Expi293F cells were cultured in 33% Expi293 Expression Medium (Gibco) and 67% Freestyle293 Expression Medium (Gibco). HeLa-ACE2 were kindly provided by D. Burton41 and were cultured in Eagle’s minimum essential medium (ATCC, 30-2003) with 10% heat-inactivated FBS (Corning) and 100 U ml−1 penicillin/streptomycin (Gibco). LentiX 293T cells (Takara Bio) were cultured in DMEM (ATCC, 30-2002) with 10% heat-inactivated FBS (Corning) and 100 U ml−1 penicillin/streptomycin (Gibco).

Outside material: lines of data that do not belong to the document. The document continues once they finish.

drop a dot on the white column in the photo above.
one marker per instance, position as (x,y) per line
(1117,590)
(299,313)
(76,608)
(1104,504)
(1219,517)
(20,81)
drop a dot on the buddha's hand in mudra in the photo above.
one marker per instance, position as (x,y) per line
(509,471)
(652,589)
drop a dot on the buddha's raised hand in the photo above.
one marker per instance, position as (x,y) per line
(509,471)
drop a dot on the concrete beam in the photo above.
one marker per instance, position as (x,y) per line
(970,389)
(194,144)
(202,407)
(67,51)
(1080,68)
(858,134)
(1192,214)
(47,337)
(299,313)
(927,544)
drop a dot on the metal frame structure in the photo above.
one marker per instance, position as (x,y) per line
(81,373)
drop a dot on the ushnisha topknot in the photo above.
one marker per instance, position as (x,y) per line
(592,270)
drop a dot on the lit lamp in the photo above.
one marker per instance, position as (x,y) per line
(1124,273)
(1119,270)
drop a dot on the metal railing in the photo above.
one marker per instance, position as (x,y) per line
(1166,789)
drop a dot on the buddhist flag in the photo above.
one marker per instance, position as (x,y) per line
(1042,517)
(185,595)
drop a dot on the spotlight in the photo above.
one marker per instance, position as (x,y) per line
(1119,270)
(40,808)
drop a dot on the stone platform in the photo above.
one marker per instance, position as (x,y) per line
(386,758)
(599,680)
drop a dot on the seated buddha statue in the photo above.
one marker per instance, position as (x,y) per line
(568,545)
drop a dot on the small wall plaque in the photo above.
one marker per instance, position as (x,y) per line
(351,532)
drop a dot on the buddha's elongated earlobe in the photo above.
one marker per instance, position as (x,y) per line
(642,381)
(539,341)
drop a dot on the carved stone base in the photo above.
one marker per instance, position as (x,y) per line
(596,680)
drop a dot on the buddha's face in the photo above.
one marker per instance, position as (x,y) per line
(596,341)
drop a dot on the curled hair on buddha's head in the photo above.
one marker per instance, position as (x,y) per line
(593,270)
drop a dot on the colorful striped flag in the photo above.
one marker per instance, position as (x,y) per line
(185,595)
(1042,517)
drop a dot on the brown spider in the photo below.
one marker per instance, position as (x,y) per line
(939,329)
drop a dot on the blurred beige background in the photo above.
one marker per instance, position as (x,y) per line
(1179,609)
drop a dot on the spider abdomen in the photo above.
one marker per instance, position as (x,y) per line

Generation SARS-CoV-2 spike pseudotyped lentiviral particles

Pseudotyped lentiviral particles were generated as previously described42. Briefly, LentiX 293T cells were seeded in 10-cm plates. After 24 h, cells were transfected using Fugene transfection reagent (Promega) with pHAGE-CMV-Luc2-IRES-ZsGreen-W, lentiviral helper plasmids (HDM-Hgpm2, HDM-tat1b and pRC-CMV-Rev1b) and wild-type or variant SARS-CoV-2 spike plasmids (parent plasmids publicly available from J. Bloom laboratory). After 48–60 h, viral supernatants were collected and spun at 1,000g for 10 min to remove cell debris. Lentiviral supernatants were concentrated using LentiX concentrator (Takara) according to the manufacturer’s instructions. Lentiviral pellets were resuspended at a 20-fold viral increase in EMEM and stored at −80 °C. Virus was titrated on HeLa-ACE2 cells.

Viral inhibition assays

Neutralization assays were performed as previously described42. Briefly, eightfold serially diluted plasma starting at 1:80 from vaccinated individuals or fivefold serially diluted monoclonal antibodies starting at a concentration of 10 µg ml−1 were incubated with SARS-CoV-2 pseudotyped virus for 1 h at 37 °C. The mixture was added to HeLa-ACE2 cells plated the previous day. After ~50 h post-infection, luciferase activity was measured on a GloMax Explorer Microplate Reader (Promega). Neutralization assays were performed 1–2 times in triplicate.

Statistics and software

GraphPad Prism v.9.1.0 and R v.4.0.3 were used for statistical analyses. Statistical tests used and significance levels are indicated in the respective methods section or in the figure legends. Normal distribution was assumed for the nine biological replicates where Student’s t-test and ANOVA was performed. Graphical illustrations were created with BioRender.

Materials availability

Materials generated in this study will be made available on request and may require a material transfer agreement.

Reporting Summary

Further information on research design is available in the Nature Research Reporting Summary linked to this article.